Satan's School for Girls is a 2000 American made-for-television horror film directed by Christopher Leitch and starring Shannen Doherty, Julie Benz, Daniel Cosgrove and Kate Jackson. The film premiered on ABC on March 13, 2000. It is a remake of a 1973 ABC Movie of the Week of the same name.

==Plot==
The TV movie is about a woman, Beth Hammersmith, who attends Fallbridge College for Girls under the name Karen Oxford, to find out why her sister, who attended the college, is believed to have committed suicide. Once she is enrolled, she soon discovers a Satanic cult of witches, who call themselves "The Five", who want Beth to join the cult.
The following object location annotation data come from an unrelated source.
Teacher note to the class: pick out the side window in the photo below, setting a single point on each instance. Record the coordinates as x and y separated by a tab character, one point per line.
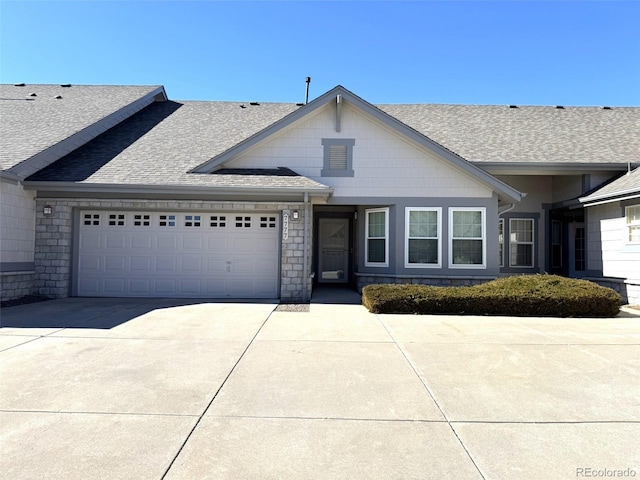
467	237
501	242
377	237
633	224
422	237
337	157
521	242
The Dean is played by Kate Jackson, who portrayed the character of Roberta Lockhart in the original 1973 film.

==Cast==

- Shannen Doherty as Beth Hammersmith/Karen Oxford
- Julie Benz as Alison Kingsley
- Daniel Cosgrove as Mark Lantch
- Richard Joseph Paul as Nick Delacroix
- Taraji P. Henson as Paige
- Aimée Castle as Courtney
- Mandy Schaffer as Hillary
- Victoria Sanchez as Lisa Bagley
- Kate Jackson as The Dean
- Irene Contogiorgis as Jenny Hammersmith
- Alan Fawcett as Ruben
- Jessica Goldapple as Kim
- Christian Paul as T.J.
- Adam MacDonald as Blake
- Jonathan Stark as Mr. Hammersmith

==Production==
The film was directed by Christopher Leitch and is a remake of the 1973 version. The movie was also filmed in the city of Montreal, Quebec and the John Abbott College was used for the movie's campus.

==Release==
The film first aired on March 13, 2000 on ABC.